Retrospectiva est un web-logiciel de gestion de projets. Placé sous licence libre, il n'est pas possible de l'utiliser "directement" ; par contre, il est téléchargeable gratuitement et s'installe assez facilement sur n'importe quel système de type Unix (Linux, Mac OS X, BSD, ...) pour peu que vous ayez un minimum de connaissances en administration de serveur.
Ce mode de fonctionnement est similaire à ce qu'on peut trouver du côté de Collabtive.

Fonctionnalités

Les fonctionnalités de Retrospectiva sont réparties en deux groupes : les fonctions de base, et celles qui sont apportées par des plug-ins.

Fonctions de base :

  • Gestion de tickets.
  • Revue de code.
  • Gestion de versions, avec deadlines et étapes d'avancement.

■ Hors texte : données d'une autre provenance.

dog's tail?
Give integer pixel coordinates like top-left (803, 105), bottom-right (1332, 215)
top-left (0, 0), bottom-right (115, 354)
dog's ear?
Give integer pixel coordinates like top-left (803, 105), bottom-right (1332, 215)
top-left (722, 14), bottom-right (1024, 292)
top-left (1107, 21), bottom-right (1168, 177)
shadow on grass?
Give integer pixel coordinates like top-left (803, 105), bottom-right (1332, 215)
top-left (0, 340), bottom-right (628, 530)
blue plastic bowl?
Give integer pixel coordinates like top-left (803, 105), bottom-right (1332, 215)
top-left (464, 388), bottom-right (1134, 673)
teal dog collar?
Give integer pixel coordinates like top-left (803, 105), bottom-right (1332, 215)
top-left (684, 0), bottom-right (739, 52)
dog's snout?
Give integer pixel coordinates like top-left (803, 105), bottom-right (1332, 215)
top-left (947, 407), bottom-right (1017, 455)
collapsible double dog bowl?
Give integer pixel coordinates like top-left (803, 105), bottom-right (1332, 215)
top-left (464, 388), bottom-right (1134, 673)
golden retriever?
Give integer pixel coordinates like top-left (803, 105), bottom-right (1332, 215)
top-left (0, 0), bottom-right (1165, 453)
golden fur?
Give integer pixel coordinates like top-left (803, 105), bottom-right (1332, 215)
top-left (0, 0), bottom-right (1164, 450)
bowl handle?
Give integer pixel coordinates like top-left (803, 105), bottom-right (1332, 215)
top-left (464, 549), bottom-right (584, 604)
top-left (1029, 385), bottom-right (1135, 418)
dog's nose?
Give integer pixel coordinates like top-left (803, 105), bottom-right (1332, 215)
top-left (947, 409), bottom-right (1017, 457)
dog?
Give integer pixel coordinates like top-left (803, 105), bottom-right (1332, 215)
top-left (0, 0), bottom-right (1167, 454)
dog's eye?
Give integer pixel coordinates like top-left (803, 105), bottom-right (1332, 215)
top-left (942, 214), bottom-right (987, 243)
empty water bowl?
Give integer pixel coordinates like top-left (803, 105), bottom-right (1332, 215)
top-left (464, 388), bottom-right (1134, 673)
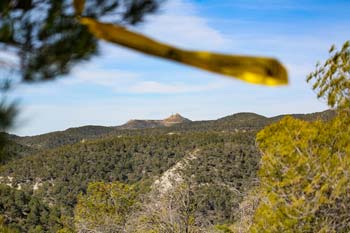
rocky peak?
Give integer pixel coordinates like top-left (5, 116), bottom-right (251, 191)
top-left (163, 113), bottom-right (190, 124)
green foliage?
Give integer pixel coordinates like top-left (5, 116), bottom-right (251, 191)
top-left (307, 41), bottom-right (350, 108)
top-left (74, 182), bottom-right (136, 233)
top-left (0, 184), bottom-right (62, 232)
top-left (251, 117), bottom-right (350, 232)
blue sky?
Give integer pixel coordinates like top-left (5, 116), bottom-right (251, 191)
top-left (8, 0), bottom-right (350, 135)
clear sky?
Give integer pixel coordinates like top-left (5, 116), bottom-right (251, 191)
top-left (7, 0), bottom-right (350, 135)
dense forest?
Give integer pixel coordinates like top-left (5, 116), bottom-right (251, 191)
top-left (0, 111), bottom-right (334, 232)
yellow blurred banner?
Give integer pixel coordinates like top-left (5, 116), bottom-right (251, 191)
top-left (80, 17), bottom-right (288, 86)
top-left (73, 0), bottom-right (85, 16)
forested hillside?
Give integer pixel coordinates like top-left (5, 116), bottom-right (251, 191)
top-left (10, 110), bottom-right (334, 149)
top-left (0, 111), bottom-right (333, 232)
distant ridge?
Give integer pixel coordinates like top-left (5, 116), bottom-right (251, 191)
top-left (8, 110), bottom-right (335, 149)
top-left (117, 113), bottom-right (191, 129)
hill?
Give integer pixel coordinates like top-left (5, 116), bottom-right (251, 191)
top-left (6, 110), bottom-right (334, 149)
top-left (0, 111), bottom-right (334, 232)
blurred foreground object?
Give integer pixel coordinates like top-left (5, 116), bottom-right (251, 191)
top-left (80, 17), bottom-right (288, 86)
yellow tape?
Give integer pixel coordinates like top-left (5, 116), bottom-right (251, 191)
top-left (73, 0), bottom-right (85, 16)
top-left (80, 17), bottom-right (288, 86)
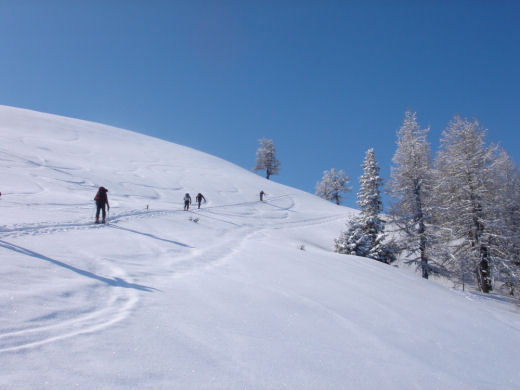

Fonctions additionnelles :

  • Wiki.
  • Blog.
  • Gestion de projet adaptée à la méthode Scrum.

On peut considérer que les fonctionnalités apportées par les plug-ins font parties intégrantes du logiciel. Parce que, de nos jours, un outil de gestion de projet qui ne contient même pas un wiki, c'est trop limité pour être intéressant.

Gestion de tickets

(image © retrospectiva.org)

Les tickets de Retrospectiva permettent de gérer aussi bien l'affectation de tâches (au sens classique du terme) que les relevés de bugs. C'est un des rares logiciels qui fournisse un système de gestion des tâches qui peut aussi convenir à la gestion des bugs, sans que l'ergonomie n'en souffre.